Door de vrijstelling voor jonge starters op de woningmarkt wordt een woning voor hen beter betaalbaar. Het scheelt jonge starters immers 2% op de koopsom. Bij een koopsom van bijvoorbeeld € 300.000 betekent de vrijstelling dus een lastenvermindering van € 6.000.
De vrijstelling is niet alleen van toepassing voor starters op de woningmarkt maar is wel eenmalig. De koper moet bovendien minstens 18 jaar oud zijn en niet ouder dan 34 jaar. Ook moet hij zelf de woning als hoofdverblijf gaan bewonen.
Degene die nu al een woning bezit, aan de voorwaarden voldoet en een andere woning koopt, heeft dus ook recht op de vrijstelling. Van de vrijstelling is dan namelijk nog niet eerder gebruik gemaakt.
Beleggers betalen vanaf volgend jaar juist extra overdrachtsbelasting. In plaats van de huidige 2% voor woningen wordt dit 8%. Op deze manier wil het kabinet vorkomen dat woningen voor de neus van jongeren worden weggekocht door beleggers.

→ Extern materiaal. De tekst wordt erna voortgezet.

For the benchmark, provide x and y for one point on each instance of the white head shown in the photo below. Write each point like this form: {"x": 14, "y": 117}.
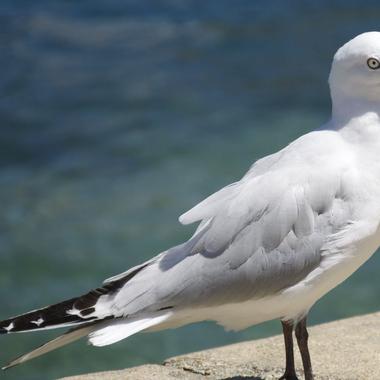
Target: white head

Let op! Iedereen die niet zelf in de woning gaat wonen, betaalt vanaf volgend jaar 8% overdrachtsbelasting. Dus bijvoorbeeld ook de ouder die voor zijn studerend kind een woning koopt.
Daarnaast gaat de overdrachtsbelasting voor alle niet-woningen volgend jaar eveneens 8% bedragen. Daarbij kan gedacht worden aan kantoren en fabrieken. Dit is 2%-punt hoger dan de huidige 6%.
Door de maatregel gaat ook voor vakantiewoningen een tarief van 8% gelden. Die woningen dienen immers niet als hoofdverblijf.